Belgium does not constitute an exception to this. On 13 March 2014, the Belgian Parliament enacted a law providing for the introduction of class actions into the Belgian judicial system (loi sur laction en reparation collective”/“wet over rechtsvordering tot collectief herstel). It will be inserted as Title 2 in Book XVII of the Belgian Economic Code and will enter into force on a date to be determined by Royal Decree1.

Although the current law is restricted to violations of specific legislative acts and the Belgian legislators clearly tried to avoid what is viewed in Europe as the negative consequences of the US class actions system, the increased litigation risk for companies and financial institutions should not be neglected.

What role model for the new law?

The proposal includes some safeguards, in order to avoid the excesses of the US system: no punitive damages (damages exceeding the plaintiff's compensable prejudice) or contingency fees (where attorneys receive a percentage of the awards attained) are allowed. In addition, before filing a class action, parties have to go through a mandatory dispute settlement process. A class action will only be admissible once the parties have tried, but failed, to settle.

When can a class action be started?

The objective of the law is to improve the protection of consumer rights in Belgium. Only violations of a limited list of Belgian and European legislative acts, mainly centred on consumer protection, give rise to the right to initiate a class action such as Competition law (see Book IV to XII and XIV of the Belgian Economic Code FR/NL), consumer rights (FR/NL),(including sector-specific legislation such as, for example, insurance (FR/NL), travel (FR/NL), or energy (FR/NL)), Financial Services law (FR/NL), Privacy law (FR/NL), and protection of electronic data (FR/NL), as well as EU legislation on the rights of train passengers (FR/NL) and airplane passengers (FR/NL)2.

As is shown by this non-exhaustive list, many of these rules raise a substantial litigation risk to companies (e.g. with regard to consumer protection rules and competition law).Financial institutions are also directly affected by the new law, as the scope of the legislative provisions of the new law includes the rules on good behaviour on regulated markets and the prohibition of market abuse.

Who can initiate a class action?

A class action can only be initiated by a limited number of consumer associations fulfilling specific criteria (to be established by a Royal Decree) or by other associations fulfilling the restrictive conditions of the new bill.
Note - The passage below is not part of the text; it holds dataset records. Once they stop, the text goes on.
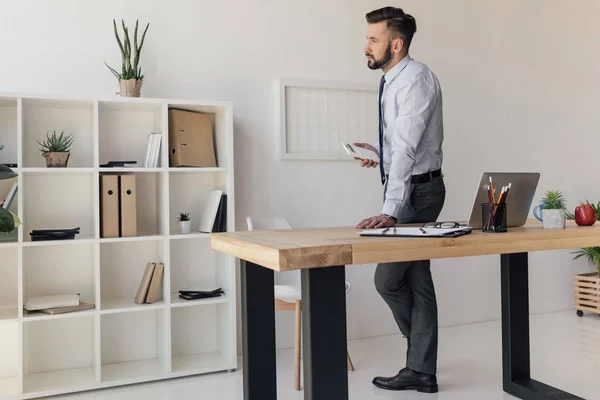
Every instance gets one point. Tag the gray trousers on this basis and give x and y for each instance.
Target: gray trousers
(407, 287)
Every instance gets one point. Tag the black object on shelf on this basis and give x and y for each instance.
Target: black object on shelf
(111, 164)
(53, 234)
(200, 294)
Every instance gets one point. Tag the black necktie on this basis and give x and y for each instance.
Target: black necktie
(381, 84)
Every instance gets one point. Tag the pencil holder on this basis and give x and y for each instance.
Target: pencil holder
(493, 217)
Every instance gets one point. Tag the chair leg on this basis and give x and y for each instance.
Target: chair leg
(298, 344)
(350, 365)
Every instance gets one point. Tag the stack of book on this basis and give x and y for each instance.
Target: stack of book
(153, 150)
(150, 286)
(58, 304)
(54, 234)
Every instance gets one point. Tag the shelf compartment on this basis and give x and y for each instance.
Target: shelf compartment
(44, 116)
(58, 355)
(6, 186)
(10, 381)
(59, 270)
(201, 340)
(122, 266)
(194, 265)
(127, 355)
(188, 193)
(54, 201)
(9, 285)
(8, 130)
(124, 129)
(222, 125)
(149, 204)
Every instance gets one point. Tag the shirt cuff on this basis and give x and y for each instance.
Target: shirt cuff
(391, 208)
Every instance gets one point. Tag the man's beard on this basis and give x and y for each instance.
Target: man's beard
(377, 64)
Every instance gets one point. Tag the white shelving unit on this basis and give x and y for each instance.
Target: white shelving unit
(119, 342)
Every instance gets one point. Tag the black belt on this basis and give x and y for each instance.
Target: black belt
(424, 178)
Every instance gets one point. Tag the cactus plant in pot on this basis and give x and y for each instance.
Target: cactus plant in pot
(552, 210)
(56, 149)
(130, 78)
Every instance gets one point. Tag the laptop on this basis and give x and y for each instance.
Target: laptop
(520, 197)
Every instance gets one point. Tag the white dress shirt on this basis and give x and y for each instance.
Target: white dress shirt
(413, 129)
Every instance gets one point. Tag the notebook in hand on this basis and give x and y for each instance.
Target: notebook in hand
(418, 232)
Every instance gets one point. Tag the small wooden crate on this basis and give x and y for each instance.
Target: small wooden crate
(587, 293)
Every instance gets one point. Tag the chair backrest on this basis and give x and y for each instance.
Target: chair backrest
(291, 278)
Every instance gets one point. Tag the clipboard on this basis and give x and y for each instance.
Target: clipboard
(418, 232)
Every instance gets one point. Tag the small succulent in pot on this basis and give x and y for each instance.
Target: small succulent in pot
(56, 149)
(184, 222)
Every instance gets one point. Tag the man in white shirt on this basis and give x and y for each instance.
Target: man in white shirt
(410, 149)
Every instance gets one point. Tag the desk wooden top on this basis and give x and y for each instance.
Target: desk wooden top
(284, 250)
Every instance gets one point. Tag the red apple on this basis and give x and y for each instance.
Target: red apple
(585, 215)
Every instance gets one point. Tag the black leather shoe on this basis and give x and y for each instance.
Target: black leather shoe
(408, 379)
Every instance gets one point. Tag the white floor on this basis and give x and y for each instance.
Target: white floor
(565, 352)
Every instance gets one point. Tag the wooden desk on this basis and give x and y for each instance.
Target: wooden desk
(322, 254)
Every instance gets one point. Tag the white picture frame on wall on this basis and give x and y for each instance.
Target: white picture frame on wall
(316, 116)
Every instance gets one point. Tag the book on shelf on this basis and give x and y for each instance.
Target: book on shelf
(153, 150)
(150, 287)
(214, 215)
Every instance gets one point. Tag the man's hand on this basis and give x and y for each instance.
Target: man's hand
(363, 162)
(380, 221)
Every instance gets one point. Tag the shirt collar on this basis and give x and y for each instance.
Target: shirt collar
(392, 73)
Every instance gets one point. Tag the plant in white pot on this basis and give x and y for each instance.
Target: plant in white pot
(553, 212)
(184, 222)
(131, 77)
(56, 149)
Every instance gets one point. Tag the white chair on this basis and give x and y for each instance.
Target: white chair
(288, 293)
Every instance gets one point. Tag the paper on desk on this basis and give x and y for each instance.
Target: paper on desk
(415, 232)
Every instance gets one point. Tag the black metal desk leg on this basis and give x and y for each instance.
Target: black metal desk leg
(516, 373)
(324, 334)
(258, 332)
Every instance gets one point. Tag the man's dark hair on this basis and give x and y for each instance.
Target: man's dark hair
(399, 23)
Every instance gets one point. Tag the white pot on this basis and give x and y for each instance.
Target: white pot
(553, 219)
(184, 226)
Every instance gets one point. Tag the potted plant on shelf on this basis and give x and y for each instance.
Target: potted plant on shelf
(56, 149)
(552, 214)
(131, 77)
(184, 222)
(9, 221)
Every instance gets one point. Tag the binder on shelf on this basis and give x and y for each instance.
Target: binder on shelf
(109, 206)
(154, 290)
(127, 203)
(140, 297)
(191, 142)
(153, 150)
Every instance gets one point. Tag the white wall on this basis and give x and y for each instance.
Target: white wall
(519, 76)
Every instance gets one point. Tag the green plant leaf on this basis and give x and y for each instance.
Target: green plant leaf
(7, 221)
(6, 173)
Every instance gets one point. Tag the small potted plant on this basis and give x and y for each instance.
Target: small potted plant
(184, 222)
(56, 149)
(130, 78)
(553, 213)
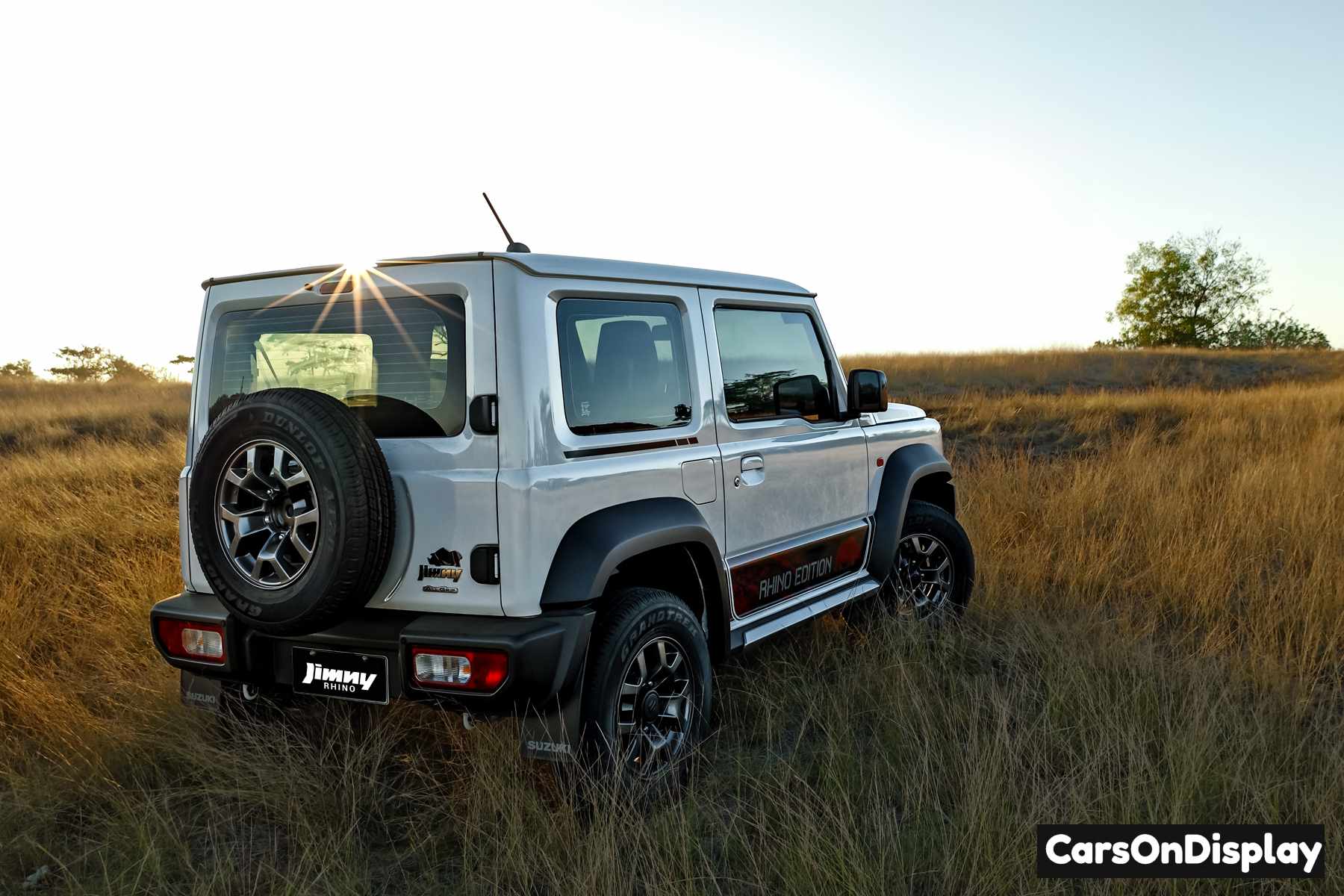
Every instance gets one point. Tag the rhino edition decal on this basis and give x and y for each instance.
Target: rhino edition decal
(774, 578)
The federal ombudsman can also start a class action, but only in order to reach a settlement.

This has been criticised as limiting the right of action only to a few existing associations that fulfill these restrictive criteria (mainly Test-Achats), effectively granting them a legal monopoly on class actions. Big business should not feel relieved, however, as Test-Achats has in the past proved a relentless litigator in many fields of consumer protection.

Composition of the class action

There are two models of class actions around the world: opt-in and opt-out. The Belgian legislators did not choose one of the two, but rather left the choice to the court to decide on a case by case basis (or if an amicable settlement is reached, to the parties).

Based on the decision of the judge, the associations which can initiate a class action will then have to follow an opt-in or an opt-out procedure for the individuals who claim to be part of the group.

Opt-in: consumers who wish to be part of the class action have to identify themselves personally within a limited period of time. The opt-in system is mandatory when the claim regards physical and/or moral damages, and for consumers residing outside the Belgian territory.

Opt-out: all possible affected consumers are a priori part of the class action, unless they have notified to the contrary within a limited period of time.

The choice by an individual to opt-in or opt-out of a class action is irrevocable, and the judicial decision has a binding effect on all the members of the group.


The law grants exclusive competence to the Brussels courts, which is a logical choice, considering the fact that the potentially affected consumers are likely scattered over all three regions of the Kingdom of Belgium and perhaps even beyond. It moreover allows for a consolidated case law.


Overall, the proposal aims to allow claims concerning violations of consumer rights and competition law to facilitate their access to the court system. At the same time, the law on class actions also takes some precautions to prevent the negative complications with class actions that have arisen in the United States. Companies will therefore have to be well aware of this new litigation risk.